Everything about him was—right.
She tried to nod at him, letting the very real possibility of what was happening sink in.
“Hey.” He snapped his fingers in front of her face, making her jump. “Do you know your name?” he asked sharply.
“Place of birth?”
“I don’t have one.”
His eyes flickered. “Phone number?”
She didn’t answer, but not because she couldn’t remember the number. But because his smile went from almost to full force, and the impact actually hurt.
She could practically hear Grandma Good Bear describing exactly these feelings.
“No way!” She shook her head, still not believing it.
“Hey, it was worth a try.” Still smiling, he leaned back on his haunches. “Since you’re coherent enough to turn me down, you must be okay, Arielle Chandler from Sacramento, California.” Then he let his gaze drop over her. “Yeah, you’re fine.”
And all those dancing cells in her body tripped and flatlined.
After a few seconds, he scooped up his sunglasses and stood. “And, by the way, if you don’t have the owner’s permission, you won’t be able to come here when construction starts.”
She looked up at him, digging deep for some semblance of sanity and cool, when all she wanted to do was grab his jaw and stare into his eyes and figure out if he was her future…

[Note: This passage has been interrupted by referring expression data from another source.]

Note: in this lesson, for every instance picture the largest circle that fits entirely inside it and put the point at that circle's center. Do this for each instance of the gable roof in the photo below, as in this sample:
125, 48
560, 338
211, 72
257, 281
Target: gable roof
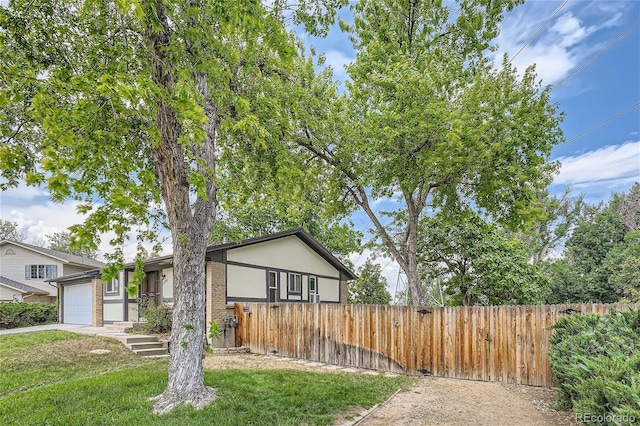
303, 235
22, 288
58, 255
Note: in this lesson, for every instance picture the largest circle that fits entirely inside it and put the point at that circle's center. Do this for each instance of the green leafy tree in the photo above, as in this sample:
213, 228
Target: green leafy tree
370, 288
62, 241
127, 108
600, 259
562, 214
428, 121
9, 231
256, 211
477, 263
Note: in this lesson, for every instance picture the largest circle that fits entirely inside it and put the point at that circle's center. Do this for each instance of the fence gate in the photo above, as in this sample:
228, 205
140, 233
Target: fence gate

Wait a second. “Did you say construction?”
“That old hovel that got messed up in Hurricane Damien— It’s history, along with this hill, which the owner said would block his water view when he builds his house. Well, when I build it for him.”
Another, different kind of buzz hummed through her head. “It’s history?” Her gaze shifted to the right, to the string of pearls not an inch away. Yes, it was history. Ancient, hallowed history. “How can you get rid of a hill?” Especially when it might not be a “hill” at all…
He lifted one mighty shoulder. “With a backhoe.” He wiped some sweat from his brow and shifted his gaze to the water. “I wish we could put the house up here for the best view, but there are crazy-strict rules about how close you can build to the shoreline.”
And rules about protected land, rules she’d heard about a hundred times from her grandmother. “You can’t just backhoe this hill.”
“One of my subs will, and soon.” He angled his head and looked closely at her, his stare so intent her heart ached like it was…expanding.
Expanding to make room for the man who wanted to destroy what might be sacred ground— What would Grandma Good Bear have to say about that?
“You positive you’re okay?” he asked.
No, no, she was not okay. Not at all. “Yes,” she lied glibly.
“Maybe I’ll, uh, run into you again.” He winked and slid on his sunglasses. “Next time I’ll have my eyes open.”
As he took off, she stared at his physique, the back every bit as mouthwatering as the front. Her fingers brushed the pearls next to her, and a different, visceral tug tightened her chest.